“These are not the moves of a city that is proud of its architecture”

With Coventry set to be UK City of Culture in 2021, the destruction of the city’s post-war architecture needs to stop, says Owen Hatherley.


Every now and then, I go to a city that had the hell bombed out of it in the second world war, and find that what it did afterwards to replan, rehouse and reimagine itself became the story it would tell to visitors.

Take Warsaw, which was rebuilt as an emulation of 18th century landscape paintings, but also Rotterdam, a hyperactively over-developed city where post-war precincts are preserved as a reminder of the planned social democratic city it once was. In Dresden and Minsk, grand boulevards and classical squares are tended right down to the 1950s neon signs. Also Le Havre, where Auguste Perret’s reconstruction of the French port as a concrete metropolis, and the later additions to it by Oscar Niemeyer, far outnumber images of its 19th century remnants on postcards, magnets and books.

Of all of the great reconstruction projects of the first decade after 1945, there’s only one city that never seems to take possession of and pride in what it did: Coventry.

Post-war Coventry was much more famous in its time than the likes of Le Havre and Dresden

It’s puzzling, because post-war Coventry was a lot more fun than any of the cities mentioned above. And it was much more famous in its time, when the likes of Le Havre and Dresden were considered stiff and retrograde, and Rotterdam cold and technocratic.

Walk around the pedestrian precincts of the Midlands city and you will find a lot of obvious top-down scenographic planning. Everything is arranged around the vistas of the cathedral and church spires, with two later concrete high-rises added to provide new terminal points. But it’s also very much a city of the Festival of Britain style, where modernism was tempered with nostalgic signage, decorative details, mosaic panels, and integral reliefs and sculpture. This sort of attention to the attractive and eccentric is usually popular. It has fallen by the wayside a little in the cult of brutalism – it isn’t sexy or enigmatic and there’ll never be a Phaidon book on it. But maybe fashions will change enough as time goes on that it’ll be fashionable by, say, 2021.

That’s the year that Coventry will be the UK City of Culture – an event which, whatever else may be said about it, has had some success in focusing attention on neglected cities in Britain that have an enormous amount going for them, artistically and architecturally. In Hull, for instance, there’s the Edwardian city centre, where cash was lavished on rebuilding it as an imperial city of grandiose domes.

What Coventry has that can match up to that is the townscape of the two-level central precinct, the civic district around the old Lanchester Polytechnic, art gallery and town hall, the intriguing and original spaces of the Bull Yard and City Arcade, the International Style ensemble around the railway station, the Coventry swimming baths, the Belgrade Theatre, and of course, Basil Spence’s thrilling, rampantly sentimental transformation of the cathedral into a poignant war memorial and showcase of modernist art.

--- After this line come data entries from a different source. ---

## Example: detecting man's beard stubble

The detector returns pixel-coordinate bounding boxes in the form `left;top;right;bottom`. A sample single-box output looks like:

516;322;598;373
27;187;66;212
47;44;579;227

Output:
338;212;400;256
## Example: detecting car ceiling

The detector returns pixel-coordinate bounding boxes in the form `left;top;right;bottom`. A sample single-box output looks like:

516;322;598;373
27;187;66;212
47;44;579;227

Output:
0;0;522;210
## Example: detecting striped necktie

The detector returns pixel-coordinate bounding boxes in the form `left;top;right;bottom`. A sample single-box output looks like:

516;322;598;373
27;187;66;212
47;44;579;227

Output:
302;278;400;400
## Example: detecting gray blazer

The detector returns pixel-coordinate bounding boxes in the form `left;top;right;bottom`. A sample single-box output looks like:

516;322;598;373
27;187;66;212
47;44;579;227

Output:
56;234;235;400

Of these, only the latter is really safe. All the others – even those which include listed buildings – are under threat from property development, or in the case of the Belgrade Theatre, have already been degraded by being surrounded by 10th-rate new buildings.

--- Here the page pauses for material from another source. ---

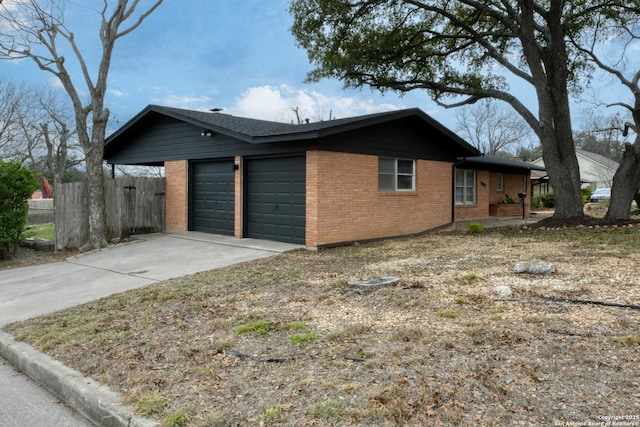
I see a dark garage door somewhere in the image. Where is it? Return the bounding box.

Coventry’s economic decline since the 70s has meant that it desperately courts developers

A Twentieth Century Society report just published highlights the proposed changes. The least controversial may be the redesign of the central precinct, which entails removing the appallingly clumsy green 1990s escalator that barges into the square, blocking the view of the cathedral, and removing the neo-Victorian crazy paving inflicted on the square at the same time. The plans show the view being restored. But to offset that, the original fabric of the buildings that do survive, escalator aside, will be ripped out and refaced with a glass approximation of their grids. To my eyes, it looks less insulting and philistine than the 1990s version, but it’s still some way from respecting the original idea.

Elsewhere, it’s pure destruction. The listed railway station is to be surrounded with orange-clad tat of shamefully poor design, the listed William Mitchell reliefs at the Bull Yard are to be moved elsewhere and the rest demolished, the civic square to be mostly demolished and the incredible “elephant” leisure centre is to be erased completely. These are not the moves of a city that is proud of its architecture.

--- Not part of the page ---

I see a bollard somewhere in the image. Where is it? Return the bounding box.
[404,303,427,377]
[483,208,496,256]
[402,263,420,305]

The main obstacle to the public appreciation of these buildings is simple – they’re often dirty, covered in pigeon spikes and/or pigeon shit, neglected and worn. They’re mostly well built and easily repaired and cleaned, and if what was done with the civic buildings of Hull was done here, their reputation would change with similar speed. There are already models here of new buildings that integrate and enhance the qualities of the post-war city, like Pringle Sharratt Richards’s extension of the Herbert Gallery.

Another problem is the way that rules that are ruthlessly enforced on all other listed building types are often waived for modernist buildings – from Park Hill to Billingham Forum, listed works have been completely stripped out and redesigned, often invasively, because of a half-cocked idea that modern architecture is about structure rather than integrity.

Why not make being a City of Culture about pioneering a new civic culture for British cities?

But the real culprit in Coventry is something else – ownership. Aside from the Belgrade Theatre and the swimming baths, most of reconstructed Coventry, however much it conformed to a public plan, is just retail – something that set it apart from the more mixed-use approaches made in the 40s and 50s by Le Havre or Rotterdam. That means that it is effectively a giant mall, so it has to follow mall rules, which are, unfortunately, the sworn enemy of everything but the bottom line. The thing is, Coventry’s economic decline since the 70s has meant that it desperately courts developers, out of the terror that if they don’t invest, that decline will descend into full-scale freefall.

Maybe there’s another way. Other ex-industrial towns – most famously, Preston – have given up on trying to chase John Lewis, and have started to try to do things in-house, attracting local co-operatives to fill the gaps left by all the failed boomtown schemes. That’s where Coventry could be looking. Why should the central precinct be a mall? Why shouldn’t it be a focus for real public activity, for co-housing and co-working spaces, much-needed new social housing, for galleries and social centres? Why not make being a City of Culture about pioneering a new civic culture for British cities, rather than waiting around for developers to save us?